I took the tram (an unusual happenstance) to an English-speaking gathering of believers and met some nice Germans en route who needed directions. I can’t tell you how satisfying it was to not be the one needing directions for once.

The gathering was lovely, and I decided that since it was such a nice night, I would walk home (though it’s like a 35-40 minute walk)  and soak up all the Graziness. (not a real word… forgive me)

I’m always slightly trepidatious when walking past groups or pairs of men, just because they so often give me a you-are-an-object or a you-female-must-gawk-and-make-you-feel-awkward look. It’s not a compliment. It’s unsettling.

So, I’m walking alone, on a well-populated and well-lit street (don’t be worried, Mom and Dad). There’s a guy in my way, and he says “Entshuldigung.” (trans: excuse me) I don’t intend to stop because I’m alone and don’t want to talk to him, but he’s in my way, so I slow. “Eine Frage” (a question), he says, waving his pack of cigarettes in the air.

Then, here’s what made my blood boil.

Jerkface (I would use stronger words, but I don’t use those words) points to the lingerie store next to me and asks me if I would wear the mannequin’s outfit for him.

I wish I had punched him somewhere that he would have understood my response. I know violence isn’t the answer, but I’m still mad as I type this. Instead, I answered a calm but firm, “Nope” without making eye contact and continued to walk.

As I walk away, he says, “Why no?”

Ohhhhhhh. You will never have a fulfilling relationship with a woman, ever. And I should pity you for the erroneous image you have of women. I should pray that Jesus will touch your life and change your heart. But I really just wanna punch you and tell you that I’m not a piece of meat. Not eye candy. Not a thing. And I don’t owe you, so you have no right to heckle me.

Okay, rant over.

Because the story does end on a happy note.

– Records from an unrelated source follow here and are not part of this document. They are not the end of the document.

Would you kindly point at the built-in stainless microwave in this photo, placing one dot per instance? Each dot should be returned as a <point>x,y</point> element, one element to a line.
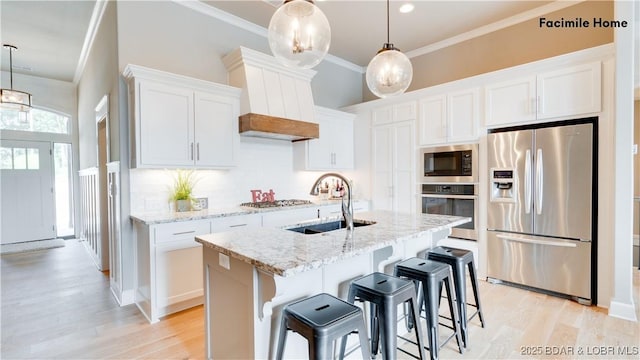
<point>454,163</point>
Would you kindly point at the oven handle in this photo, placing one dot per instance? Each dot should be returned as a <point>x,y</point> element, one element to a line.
<point>464,197</point>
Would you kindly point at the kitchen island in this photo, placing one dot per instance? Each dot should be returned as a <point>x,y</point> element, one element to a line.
<point>250,274</point>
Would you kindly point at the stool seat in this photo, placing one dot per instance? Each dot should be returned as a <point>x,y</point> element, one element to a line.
<point>321,310</point>
<point>459,259</point>
<point>322,319</point>
<point>384,293</point>
<point>430,275</point>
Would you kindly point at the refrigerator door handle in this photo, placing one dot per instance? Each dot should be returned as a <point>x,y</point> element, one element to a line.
<point>527,182</point>
<point>539,183</point>
<point>527,240</point>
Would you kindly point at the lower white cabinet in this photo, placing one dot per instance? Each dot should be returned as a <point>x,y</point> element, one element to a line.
<point>394,167</point>
<point>168,267</point>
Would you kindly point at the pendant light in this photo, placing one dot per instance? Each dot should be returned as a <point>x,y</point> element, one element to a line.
<point>389,73</point>
<point>14,99</point>
<point>299,34</point>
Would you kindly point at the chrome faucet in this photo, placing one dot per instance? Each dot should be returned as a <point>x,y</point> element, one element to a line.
<point>347,210</point>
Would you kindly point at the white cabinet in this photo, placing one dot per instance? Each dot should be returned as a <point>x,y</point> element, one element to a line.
<point>568,91</point>
<point>168,276</point>
<point>450,117</point>
<point>393,162</point>
<point>393,148</point>
<point>181,122</point>
<point>215,130</point>
<point>511,101</point>
<point>168,270</point>
<point>333,149</point>
<point>225,223</point>
<point>394,113</point>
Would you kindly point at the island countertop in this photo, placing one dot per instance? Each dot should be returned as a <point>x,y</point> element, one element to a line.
<point>286,253</point>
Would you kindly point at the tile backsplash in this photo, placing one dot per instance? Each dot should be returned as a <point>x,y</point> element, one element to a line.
<point>262,164</point>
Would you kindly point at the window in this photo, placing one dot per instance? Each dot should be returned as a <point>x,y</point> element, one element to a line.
<point>19,158</point>
<point>36,120</point>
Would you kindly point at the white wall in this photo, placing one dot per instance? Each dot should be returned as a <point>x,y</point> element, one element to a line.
<point>47,93</point>
<point>171,37</point>
<point>180,40</point>
<point>263,164</point>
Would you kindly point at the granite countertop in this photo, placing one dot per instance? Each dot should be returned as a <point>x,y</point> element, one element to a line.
<point>286,253</point>
<point>151,218</point>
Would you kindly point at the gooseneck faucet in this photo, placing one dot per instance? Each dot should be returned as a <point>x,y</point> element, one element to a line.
<point>347,209</point>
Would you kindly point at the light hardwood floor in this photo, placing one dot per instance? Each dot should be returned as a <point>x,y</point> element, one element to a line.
<point>56,305</point>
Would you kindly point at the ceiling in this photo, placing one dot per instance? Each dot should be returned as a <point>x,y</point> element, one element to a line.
<point>51,35</point>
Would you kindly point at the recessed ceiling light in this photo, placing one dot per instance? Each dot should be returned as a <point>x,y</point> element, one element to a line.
<point>406,8</point>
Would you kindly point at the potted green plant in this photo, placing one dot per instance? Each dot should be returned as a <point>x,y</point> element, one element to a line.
<point>183,184</point>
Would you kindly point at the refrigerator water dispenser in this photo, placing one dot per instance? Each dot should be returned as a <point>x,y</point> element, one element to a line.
<point>503,186</point>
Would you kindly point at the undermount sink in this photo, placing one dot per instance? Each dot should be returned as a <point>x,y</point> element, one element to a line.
<point>328,226</point>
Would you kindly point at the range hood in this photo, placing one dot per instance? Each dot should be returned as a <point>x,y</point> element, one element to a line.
<point>276,101</point>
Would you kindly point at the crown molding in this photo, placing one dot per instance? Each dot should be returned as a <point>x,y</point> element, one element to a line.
<point>94,24</point>
<point>241,23</point>
<point>498,25</point>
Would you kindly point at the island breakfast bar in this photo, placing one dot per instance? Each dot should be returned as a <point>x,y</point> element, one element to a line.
<point>250,274</point>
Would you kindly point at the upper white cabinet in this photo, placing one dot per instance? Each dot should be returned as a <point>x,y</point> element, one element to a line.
<point>181,122</point>
<point>394,113</point>
<point>393,151</point>
<point>333,149</point>
<point>568,91</point>
<point>450,117</point>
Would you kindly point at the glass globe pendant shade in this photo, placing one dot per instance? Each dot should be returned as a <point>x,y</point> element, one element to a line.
<point>299,34</point>
<point>389,73</point>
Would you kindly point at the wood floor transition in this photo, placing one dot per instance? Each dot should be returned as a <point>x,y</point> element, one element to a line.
<point>56,305</point>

Remember that group of Germans I met on the tram? Well, since I chose to walk home, I was about 15 minutes away, at a stoplight, when I thought I saw them.

Yep, it was them. Turns out they weren’t sure how to get back to their hotel. And I got to walk them back since it was right by my dorm. I had a lovely conversation with the one who spoke English, and it redeemed the night for me.

Quite a mixed bag of a day, wouldn’t you say?